Development is the essential distinguishing feature of pediatric nursing. Normal development is a function of the integrity and maturation of the nervous system. Only with a working knowledge of agerelated developmental standards can the examiner be sensitive to the deviations that indicate slight or early impairment of development and an abnormal neurological assessment. An abnormality in development from birth suggests an intrauterine or perinatal cause. Slowing of the rate of acquisition of skills later in infancy or childhood may imply an acquired abnormality of the nervous system. A loss of skills (regression) over time strongly suggests an underlying degenerative disease of the central nervous system.

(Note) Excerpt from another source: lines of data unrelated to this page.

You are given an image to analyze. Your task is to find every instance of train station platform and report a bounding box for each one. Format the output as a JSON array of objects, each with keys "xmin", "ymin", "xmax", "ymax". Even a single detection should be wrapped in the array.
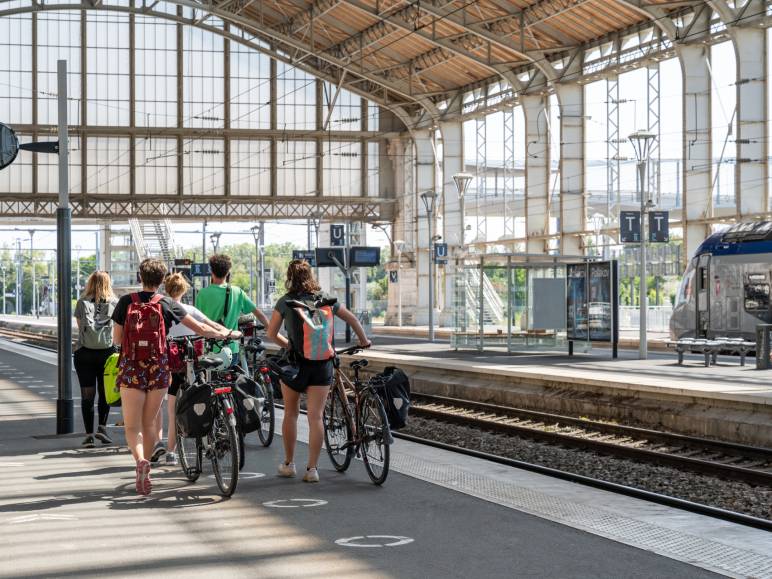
[
  {"xmin": 0, "ymin": 340, "xmax": 772, "ymax": 578},
  {"xmin": 0, "ymin": 316, "xmax": 772, "ymax": 446}
]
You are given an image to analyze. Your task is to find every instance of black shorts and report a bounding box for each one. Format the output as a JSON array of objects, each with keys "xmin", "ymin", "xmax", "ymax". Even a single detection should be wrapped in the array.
[
  {"xmin": 169, "ymin": 372, "xmax": 185, "ymax": 396},
  {"xmin": 287, "ymin": 360, "xmax": 333, "ymax": 392}
]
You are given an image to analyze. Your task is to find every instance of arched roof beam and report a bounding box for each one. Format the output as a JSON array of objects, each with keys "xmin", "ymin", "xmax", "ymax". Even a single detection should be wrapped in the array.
[
  {"xmin": 0, "ymin": 0, "xmax": 422, "ymax": 127},
  {"xmin": 334, "ymin": 0, "xmax": 521, "ymax": 90}
]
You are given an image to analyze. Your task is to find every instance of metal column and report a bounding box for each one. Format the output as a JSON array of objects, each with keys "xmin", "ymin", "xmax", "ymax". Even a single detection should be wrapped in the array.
[
  {"xmin": 521, "ymin": 95, "xmax": 550, "ymax": 253},
  {"xmin": 56, "ymin": 60, "xmax": 75, "ymax": 434}
]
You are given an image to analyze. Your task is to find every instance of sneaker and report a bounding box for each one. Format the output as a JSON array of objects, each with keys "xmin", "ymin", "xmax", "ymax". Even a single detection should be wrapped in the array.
[
  {"xmin": 303, "ymin": 468, "xmax": 319, "ymax": 482},
  {"xmin": 95, "ymin": 426, "xmax": 115, "ymax": 444},
  {"xmin": 279, "ymin": 462, "xmax": 297, "ymax": 478},
  {"xmin": 136, "ymin": 459, "xmax": 153, "ymax": 495},
  {"xmin": 150, "ymin": 440, "xmax": 166, "ymax": 464}
]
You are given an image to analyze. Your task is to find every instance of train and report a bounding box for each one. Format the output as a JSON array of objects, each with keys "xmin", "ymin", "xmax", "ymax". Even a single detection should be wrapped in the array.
[{"xmin": 670, "ymin": 221, "xmax": 772, "ymax": 341}]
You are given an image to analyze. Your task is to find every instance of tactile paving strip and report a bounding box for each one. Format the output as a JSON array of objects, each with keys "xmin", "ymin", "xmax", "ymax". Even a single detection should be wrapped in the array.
[{"xmin": 391, "ymin": 452, "xmax": 772, "ymax": 578}]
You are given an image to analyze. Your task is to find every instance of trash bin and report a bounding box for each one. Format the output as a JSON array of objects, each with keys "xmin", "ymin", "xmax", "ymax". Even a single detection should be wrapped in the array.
[{"xmin": 756, "ymin": 324, "xmax": 772, "ymax": 370}]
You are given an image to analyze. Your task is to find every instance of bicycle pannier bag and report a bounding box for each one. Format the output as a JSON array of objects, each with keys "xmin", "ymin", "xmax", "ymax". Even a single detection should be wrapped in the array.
[
  {"xmin": 234, "ymin": 376, "xmax": 264, "ymax": 434},
  {"xmin": 289, "ymin": 294, "xmax": 337, "ymax": 360},
  {"xmin": 376, "ymin": 366, "xmax": 410, "ymax": 430},
  {"xmin": 122, "ymin": 293, "xmax": 166, "ymax": 360},
  {"xmin": 176, "ymin": 384, "xmax": 215, "ymax": 438}
]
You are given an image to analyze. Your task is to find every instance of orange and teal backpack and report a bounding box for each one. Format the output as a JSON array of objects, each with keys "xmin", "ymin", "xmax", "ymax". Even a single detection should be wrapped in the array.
[{"xmin": 286, "ymin": 294, "xmax": 338, "ymax": 360}]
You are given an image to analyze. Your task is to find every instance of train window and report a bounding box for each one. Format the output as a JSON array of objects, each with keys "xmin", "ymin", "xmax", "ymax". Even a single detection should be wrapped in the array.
[
  {"xmin": 745, "ymin": 283, "xmax": 769, "ymax": 312},
  {"xmin": 676, "ymin": 264, "xmax": 694, "ymax": 305}
]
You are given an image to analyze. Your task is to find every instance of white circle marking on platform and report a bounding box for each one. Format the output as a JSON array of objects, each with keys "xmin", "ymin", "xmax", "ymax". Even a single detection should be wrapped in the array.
[
  {"xmin": 335, "ymin": 535, "xmax": 415, "ymax": 547},
  {"xmin": 208, "ymin": 472, "xmax": 265, "ymax": 480},
  {"xmin": 263, "ymin": 499, "xmax": 327, "ymax": 509}
]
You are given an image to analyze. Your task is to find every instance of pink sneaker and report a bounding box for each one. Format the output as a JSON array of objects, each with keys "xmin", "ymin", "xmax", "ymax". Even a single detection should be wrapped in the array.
[{"xmin": 137, "ymin": 459, "xmax": 152, "ymax": 495}]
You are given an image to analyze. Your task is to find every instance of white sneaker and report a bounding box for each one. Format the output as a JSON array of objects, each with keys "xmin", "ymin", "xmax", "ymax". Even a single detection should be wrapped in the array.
[
  {"xmin": 303, "ymin": 468, "xmax": 319, "ymax": 482},
  {"xmin": 279, "ymin": 462, "xmax": 297, "ymax": 478}
]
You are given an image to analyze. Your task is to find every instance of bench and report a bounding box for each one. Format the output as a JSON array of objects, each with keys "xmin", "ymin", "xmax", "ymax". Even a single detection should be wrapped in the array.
[{"xmin": 667, "ymin": 338, "xmax": 756, "ymax": 368}]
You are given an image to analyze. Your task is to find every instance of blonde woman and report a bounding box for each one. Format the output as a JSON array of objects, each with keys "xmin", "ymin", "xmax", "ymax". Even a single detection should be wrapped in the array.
[{"xmin": 73, "ymin": 271, "xmax": 118, "ymax": 448}]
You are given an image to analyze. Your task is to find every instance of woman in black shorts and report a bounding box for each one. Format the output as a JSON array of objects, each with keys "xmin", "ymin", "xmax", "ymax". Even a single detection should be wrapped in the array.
[{"xmin": 268, "ymin": 259, "xmax": 370, "ymax": 482}]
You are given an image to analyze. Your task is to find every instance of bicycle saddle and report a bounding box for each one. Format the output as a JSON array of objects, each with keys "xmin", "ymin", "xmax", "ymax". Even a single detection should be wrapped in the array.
[
  {"xmin": 198, "ymin": 356, "xmax": 223, "ymax": 369},
  {"xmin": 351, "ymin": 360, "xmax": 369, "ymax": 370}
]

Voluntary motor skills generally develop in a cephalocaudal and proximodistal progression, as it parallels the process of myelination. First the head, then the trunk, arms, hands, pelvis, legs, bowel, and bladder are brought under voluntary control. Early in life, motor activity is largely reflexive, and generalized movements predominate. Patterns emerge from the general to the specific; for example, a newborn’s totalbody response to a stimulus is contrasted with the older child, who responds through simply a smile or words. So, as the neuromuscular system matures, movement gradually becomes more purposeful and coordinated. The sequence of development is the same for all children, but the rate of development varies from child to child.
Finally, also important to a complete neurological exam is an assessment of the child’s cognitive and emotional development. These abilities impact directly on expectations of the child’s behavioral, social, and functional capabilities. The younger the child, the more developmental history is needed from the parents. Accurate identification of the child’s mastery of cognitive and emotional developmental milestones, as it relates to chronological age, is necessary for a comprehensive neurological assessment.